The big news yesterday was that the pound rose above US$1.29 following comments made by the Bank of England Governor Mark Carney. The day began reasonably enough when BoE Deputy Governor Sir Jon Cunliffe told BBC Radio he was firmly in favour of keeping interest rates on hold. Later in the afternoon however, Carney suggested that the removal of monetary stimulus and a rate hike could become necessary.
This was particularly fascinating in light of his recent statements in favour of keeping interest rates on hold. The pound jumped by more than half a cent against the dollar as the markets gained some confidence. However, some analysts warned that the markets were perhaps glossing over the nuances of what Carney said, instead focusing on the mere possibility that a rate hike could happen.
It will be fascinating to see how events play out in the coming days, weeks and months. The markets will no doubt have their ear to the ground for any clues as to what the BoE will do to balance current inflation against tighter monetary policy.
GBP: sterling on the rise as Carney appears to U-turn
Once again, the spotlight was on Carney who was speaking in a panel discussion at the European Central Bank Forum on Central Banking. His comments sent sterling soaring as he suggested that we might need to see the removal of BoE stimulus, and tolerance for faster inflation is limited. This indicates that we could see a rate hike should inflation continue to push higher.
The comments came after Deputy Governor Sir John Cunliffe waded into the debate by asserting now is not the right time for a rise. It must be said that this is not strictly at odds with what Carney subsequently said, but the market reacted as if it was anyway. Cunliffe stressed that he wanted to see if improvements in business investment and exports could compensate for a consumer slowdown.
Looking to the day ahead, we have the net lending figures, while the markets will no doubt take time to reassess the interest rate picture.
EUR: mixed fortunes for the single currency
There was no significant economic data released from the eurozone yesterday. The euro continued to strengthen against the US dollar, hitting its highest level in a year, following on from Draghi’s positive comments surrounding the economy and potential policy action over the next 12 months. However, Bloomberg headlines alluded to an unnamed source who said Draghi had intended his speech on Tuesday to be more balanced.
However, the euro did make losses against sterling after BoE Governor Carney hinted we could see a change in policy in the near future, though for different reasons.
Looking to the rest of the week, the inflation data is released from German and Spain today, ahead of the Eurozone figure on Friday.
USD: dollar weakens further against the euro
The dollar touched its lowest level against the euro in a year yesterday after comments from Draghi and Carney fuelled bets on tighter monetary policy in Europe. Carney stated that there may need to be an increase in interest rates soon.

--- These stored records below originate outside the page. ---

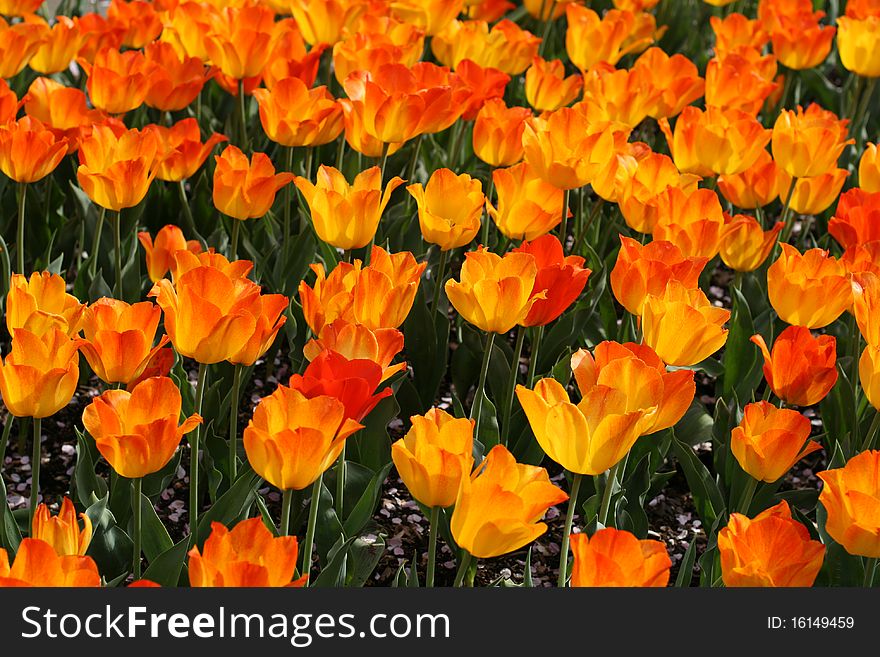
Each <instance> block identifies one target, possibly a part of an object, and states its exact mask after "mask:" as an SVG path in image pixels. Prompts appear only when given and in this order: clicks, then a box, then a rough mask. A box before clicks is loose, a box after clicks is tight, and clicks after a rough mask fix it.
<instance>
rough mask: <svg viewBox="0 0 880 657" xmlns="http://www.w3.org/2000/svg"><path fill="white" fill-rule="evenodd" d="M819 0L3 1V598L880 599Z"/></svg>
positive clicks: (845, 73)
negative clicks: (318, 586) (110, 593)
mask: <svg viewBox="0 0 880 657" xmlns="http://www.w3.org/2000/svg"><path fill="white" fill-rule="evenodd" d="M814 4H817V5H821V4H826V3H813V2H810V0H760V1H757V0H734V1H730V0H711V1H709V0H707V1H706V2H703V1H702V0H613V3H612V2H611V1H610V0H597V1H595V2H580V1H578V0H523V2H521V3H520V2H516V3H514V2H507V1H506V0H393V1H391V0H369V1H368V0H239V1H236V2H217V1H215V0H206V1H202V2H195V1H189V0H154V1H152V2H148V1H145V0H133V1H131V2H126V1H123V0H113V1H112V2H110V3H108V6H106V7H104V6H100V7H95V6H93V3H89V2H80V1H78V0H62V2H60V5H59V4H58V3H53V6H52V8H51V9H50V8H49V7H48V6H44V5H43V3H42V2H41V1H40V0H27V1H17V0H0V14H2V15H3V16H4V18H3V19H0V171H2V175H0V207H2V209H3V212H2V214H0V302H2V310H3V312H4V314H5V318H6V322H5V325H6V333H4V334H3V335H2V336H0V345H2V354H3V356H2V362H0V396H2V402H3V405H4V408H5V411H4V415H5V417H4V418H3V430H2V437H0V471H2V475H3V483H4V485H3V486H0V497H2V499H0V586H6V585H12V586H21V585H34V586H129V585H130V586H154V585H159V586H165V587H172V586H194V587H196V586H198V587H201V586H298V587H305V586H310V587H311V586H350V587H356V586H364V585H375V584H380V585H393V586H473V585H478V586H523V587H530V586H549V585H555V586H560V587H564V586H667V585H675V586H692V585H696V586H707V587H709V586H722V585H724V586H728V587H734V586H813V585H815V586H872V585H878V582H880V575H877V574H876V570H877V562H878V558H880V438H878V433H880V412H878V410H877V409H880V232H878V226H880V157H878V150H877V146H876V144H875V143H872V141H876V139H877V135H878V127H880V120H878V116H877V115H878V112H877V111H876V109H877V105H876V103H877V102H878V100H877V93H876V80H877V78H878V77H880V5H878V3H877V2H875V1H872V0H848V2H843V1H840V2H837V1H832V2H829V3H827V5H828V6H827V7H825V10H826V11H819V10H817V9H816V8H814V6H813V5H814ZM13 429H15V430H14V431H13Z"/></svg>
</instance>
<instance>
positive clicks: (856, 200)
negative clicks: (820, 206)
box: [828, 188, 880, 249]
mask: <svg viewBox="0 0 880 657" xmlns="http://www.w3.org/2000/svg"><path fill="white" fill-rule="evenodd" d="M828 232H829V233H830V234H831V236H832V237H833V238H834V239H836V240H837V241H838V242H839V243H840V245H841V246H842V247H843V248H845V249H849V248H850V247H853V246H857V245H863V244H869V243H871V242H874V241H877V240H880V191H877V192H873V193H870V192H867V191H864V190H862V189H858V188H854V189H849V190H847V191H846V192H844V193H843V194H841V196H840V201H839V202H838V203H837V211H836V212H835V213H834V216H833V217H832V218H831V219H830V220H829V221H828Z"/></svg>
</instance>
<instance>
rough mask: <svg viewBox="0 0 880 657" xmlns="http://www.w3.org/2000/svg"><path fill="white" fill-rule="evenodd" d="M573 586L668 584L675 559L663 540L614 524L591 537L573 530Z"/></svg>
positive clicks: (653, 585)
mask: <svg viewBox="0 0 880 657" xmlns="http://www.w3.org/2000/svg"><path fill="white" fill-rule="evenodd" d="M571 551H572V554H574V565H573V567H572V572H571V585H572V586H617V587H621V586H627V587H632V586H638V587H644V586H666V585H667V584H668V583H669V569H670V568H671V567H672V560H671V559H670V558H669V555H668V554H667V553H666V546H665V545H664V544H663V543H661V542H660V541H652V540H642V541H640V540H639V539H637V538H636V537H635V536H634V535H633V534H631V533H629V532H627V531H623V530H617V529H614V528H613V527H607V528H605V529H600V530H599V531H597V532H596V533H595V534H593V536H592V537H588V536H587V535H586V534H584V533H579V534H573V535H572V537H571Z"/></svg>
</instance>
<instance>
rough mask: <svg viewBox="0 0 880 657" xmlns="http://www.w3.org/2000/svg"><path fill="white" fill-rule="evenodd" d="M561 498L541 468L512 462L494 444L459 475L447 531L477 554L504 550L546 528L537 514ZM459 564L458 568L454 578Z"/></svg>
mask: <svg viewBox="0 0 880 657" xmlns="http://www.w3.org/2000/svg"><path fill="white" fill-rule="evenodd" d="M567 499H568V495H566V494H565V493H564V492H563V491H562V490H561V489H560V488H558V487H557V486H554V485H553V484H552V483H550V478H549V477H548V475H547V471H546V470H545V469H544V468H539V467H536V466H533V465H523V464H520V463H517V462H516V460H515V459H514V457H513V455H512V454H511V453H510V452H509V451H507V448H505V447H504V446H502V445H496V446H495V447H493V448H492V449H491V450H490V451H489V454H488V455H487V456H486V458H485V460H484V461H483V463H481V464H480V466H479V467H478V468H477V469H476V470H475V471H474V473H473V474H472V475H471V477H470V478H468V477H464V478H462V482H461V488H459V491H458V497H457V499H456V502H455V509H454V511H453V512H452V519H451V522H450V526H451V529H452V535H453V537H454V538H455V542H456V543H457V544H458V545H459V546H460V547H462V548H463V549H465V550H466V551H467V552H468V554H469V555H471V556H473V557H476V558H478V559H489V558H491V557H497V556H500V555H502V554H507V553H508V552H513V551H514V550H518V549H519V548H521V547H523V546H524V545H527V544H529V543H531V542H532V541H534V540H535V539H536V538H538V537H539V536H541V535H542V534H543V533H544V532H545V531H547V525H545V524H544V523H543V522H539V520H540V519H541V517H542V516H543V515H544V513H545V512H546V511H547V509H549V508H550V507H551V506H553V505H554V504H559V503H561V502H564V501H565V500H567ZM502 500H504V503H501V501H502ZM463 565H464V564H463ZM464 570H466V568H460V569H459V578H461V577H462V576H463V575H464V573H463V572H462V571H464ZM459 583H460V582H459Z"/></svg>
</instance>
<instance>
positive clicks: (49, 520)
mask: <svg viewBox="0 0 880 657" xmlns="http://www.w3.org/2000/svg"><path fill="white" fill-rule="evenodd" d="M79 517H80V518H82V521H83V528H82V529H80V528H79V523H78V522H77V519H76V509H74V508H73V502H71V501H70V498H69V497H66V496H65V498H64V501H63V502H62V503H61V510H60V511H59V512H58V515H56V516H54V517H53V516H52V514H51V513H49V507H47V506H46V505H45V504H40V505H39V506H38V507H37V510H36V512H35V513H34V531H33V536H32V537H31V538H38V539H40V540H41V541H45V542H46V543H48V544H49V545H51V546H52V549H53V550H55V553H56V554H57V555H59V556H68V555H71V556H83V555H85V553H86V550H88V548H89V543H91V541H92V521H91V520H89V517H88V516H87V515H86V514H85V513H81V514H79Z"/></svg>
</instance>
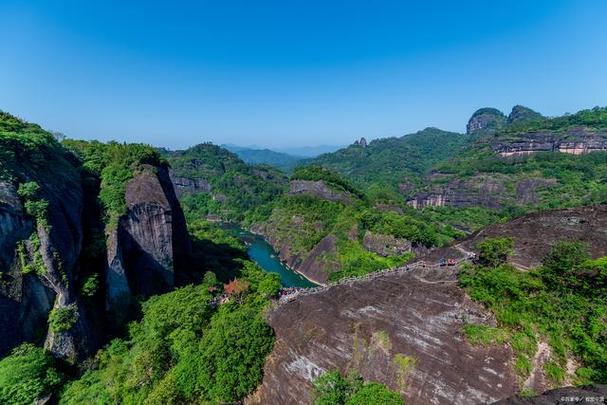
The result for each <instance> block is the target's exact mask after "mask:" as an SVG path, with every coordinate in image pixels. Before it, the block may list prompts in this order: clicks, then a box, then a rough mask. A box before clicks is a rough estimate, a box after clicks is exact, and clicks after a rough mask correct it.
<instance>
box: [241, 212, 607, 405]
mask: <svg viewBox="0 0 607 405" xmlns="http://www.w3.org/2000/svg"><path fill="white" fill-rule="evenodd" d="M495 236H509V237H512V238H513V239H514V242H515V252H514V257H515V261H516V262H517V263H518V264H519V265H521V266H526V267H529V266H534V265H537V264H539V263H540V261H541V258H542V257H543V255H544V254H545V253H546V252H547V251H548V250H549V249H550V247H551V246H552V245H553V244H554V243H556V242H557V241H560V240H580V241H583V242H586V243H587V244H588V246H589V249H590V251H591V252H592V254H593V255H594V256H601V255H605V254H606V252H607V207H606V206H597V207H582V208H576V209H568V210H557V211H551V212H543V213H537V214H532V215H528V216H525V217H522V218H519V219H516V220H514V221H511V222H509V223H507V224H500V225H495V226H492V227H489V228H488V229H487V230H485V231H482V232H479V233H477V234H476V235H474V236H472V237H471V238H469V239H467V240H465V241H463V242H461V243H459V244H457V245H454V246H452V247H449V248H443V249H437V250H434V251H431V252H429V253H428V254H426V255H425V256H423V257H421V258H420V259H418V260H416V261H415V262H413V263H410V264H409V265H407V266H405V267H403V268H400V269H397V270H395V271H387V272H383V273H378V274H372V275H369V276H368V277H366V278H362V279H353V280H346V281H344V282H341V283H339V284H336V285H331V286H329V287H325V288H318V289H316V290H315V291H311V292H304V293H301V294H300V295H296V296H294V297H292V298H291V297H287V299H285V300H284V301H281V303H280V304H279V305H278V306H277V307H276V308H275V309H274V310H272V311H271V312H270V313H269V314H268V322H269V324H270V325H271V326H272V328H273V329H274V330H275V332H276V344H275V347H274V350H273V352H272V354H271V355H270V357H269V359H268V361H267V363H266V365H265V369H264V378H263V382H262V385H261V386H260V387H259V389H258V390H257V392H255V393H254V394H253V395H251V396H250V397H249V398H248V399H247V402H248V403H249V404H257V403H261V404H282V403H298V404H300V403H301V404H309V403H311V402H312V398H311V390H312V381H313V380H314V379H315V378H316V377H318V376H319V375H320V374H321V373H323V372H324V371H326V370H332V369H339V370H340V371H342V372H348V371H349V370H357V371H358V372H360V373H361V375H362V376H363V377H364V378H365V379H367V380H373V381H379V382H381V383H384V384H386V385H388V386H389V387H390V388H391V389H394V390H397V391H398V392H400V393H401V395H402V396H403V398H404V399H405V401H406V403H407V404H472V403H490V402H494V401H498V400H502V399H505V398H511V397H513V396H514V395H515V393H516V392H518V390H519V389H521V386H520V383H521V382H519V381H517V378H516V376H515V373H514V371H513V362H514V359H513V354H512V352H511V349H510V348H509V347H508V346H504V345H493V346H471V345H470V344H469V343H468V342H467V341H466V339H465V337H464V336H463V334H462V326H463V325H464V324H465V323H484V324H489V325H493V324H494V322H495V320H494V318H493V317H492V315H491V313H489V312H487V311H486V310H484V309H483V308H482V307H480V306H479V305H477V304H476V303H474V302H472V301H471V300H470V299H469V298H468V297H467V295H466V294H465V293H464V291H463V290H462V289H461V288H459V287H458V285H457V272H458V266H457V265H456V266H452V267H440V266H438V265H437V263H438V261H439V259H440V258H453V259H455V260H456V262H457V263H461V262H462V261H463V260H466V259H467V258H470V257H471V256H472V254H473V253H475V251H476V245H477V243H478V242H479V241H481V240H483V239H484V238H485V237H495ZM532 385H533V384H532ZM505 403H535V402H505ZM537 403H547V402H537Z"/></svg>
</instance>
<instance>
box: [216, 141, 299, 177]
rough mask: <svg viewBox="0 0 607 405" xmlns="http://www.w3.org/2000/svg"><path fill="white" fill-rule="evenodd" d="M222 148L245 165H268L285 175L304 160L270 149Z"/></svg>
mask: <svg viewBox="0 0 607 405" xmlns="http://www.w3.org/2000/svg"><path fill="white" fill-rule="evenodd" d="M222 147H224V148H226V149H227V150H229V151H230V152H234V153H236V154H237V155H238V157H239V158H241V159H242V160H243V161H244V162H245V163H248V164H251V165H259V164H265V165H270V166H274V167H276V168H278V169H280V170H282V171H284V172H287V173H288V172H290V171H292V170H293V169H294V168H295V167H296V166H297V165H299V164H301V163H302V161H304V160H305V159H306V158H304V157H302V156H293V155H289V154H287V153H281V152H275V151H273V150H270V149H252V148H243V147H240V146H234V145H222Z"/></svg>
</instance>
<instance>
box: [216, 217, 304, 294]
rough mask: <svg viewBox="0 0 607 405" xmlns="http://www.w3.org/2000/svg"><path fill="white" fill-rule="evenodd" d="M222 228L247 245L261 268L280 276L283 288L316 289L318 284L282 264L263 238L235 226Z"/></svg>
mask: <svg viewBox="0 0 607 405" xmlns="http://www.w3.org/2000/svg"><path fill="white" fill-rule="evenodd" d="M222 228H224V229H226V230H228V231H230V232H231V233H232V234H233V235H234V236H236V237H238V238H239V239H240V240H242V241H243V242H244V243H245V244H246V246H247V253H248V255H249V258H250V259H251V260H252V261H254V262H255V263H257V265H258V266H259V267H261V268H262V269H263V270H265V271H268V272H270V273H276V274H278V275H279V276H280V283H281V284H282V286H283V287H303V288H312V287H316V284H314V283H312V282H311V281H309V280H308V279H306V278H305V277H304V276H302V275H300V274H298V273H296V272H295V271H293V270H291V269H290V268H289V266H287V265H285V264H284V263H282V262H281V261H280V259H279V258H278V254H277V253H276V251H275V250H274V248H273V247H272V246H271V245H270V244H269V243H268V242H266V240H265V239H264V238H263V237H262V236H260V235H256V234H254V233H251V232H249V231H247V230H244V229H242V228H240V227H238V226H236V225H234V224H225V223H224V224H222Z"/></svg>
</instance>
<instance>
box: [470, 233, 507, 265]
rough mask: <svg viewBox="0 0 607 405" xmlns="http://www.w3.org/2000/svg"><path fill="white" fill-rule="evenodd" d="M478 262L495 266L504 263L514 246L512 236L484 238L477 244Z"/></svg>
mask: <svg viewBox="0 0 607 405" xmlns="http://www.w3.org/2000/svg"><path fill="white" fill-rule="evenodd" d="M477 247H478V249H479V251H480V253H479V258H478V259H479V262H480V264H481V265H483V266H487V267H497V266H499V265H500V264H504V263H506V261H507V260H508V256H509V255H510V254H511V253H512V251H513V248H514V241H513V240H512V238H491V239H485V240H484V241H482V242H481V243H479V244H478V246H477Z"/></svg>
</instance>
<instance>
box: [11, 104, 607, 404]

Carney’s remarks convinced traders that European monetary policy was shifting, just a day after ECB President Draghi opened the door to tweaks in the Bank’s stimulus policy, fuelling market expectations that the ECB will announce a reduction of stimulus as soon as September.
Dollar weakness was also aided by the US delay in a healthcare vote. US Senate Majority Leader Mitch McConnell delayed a vote on healthcare legislation, hoping to get more support from Republican senators.
Today sees US Gross Domestic Product figures and unemployment claims headlining.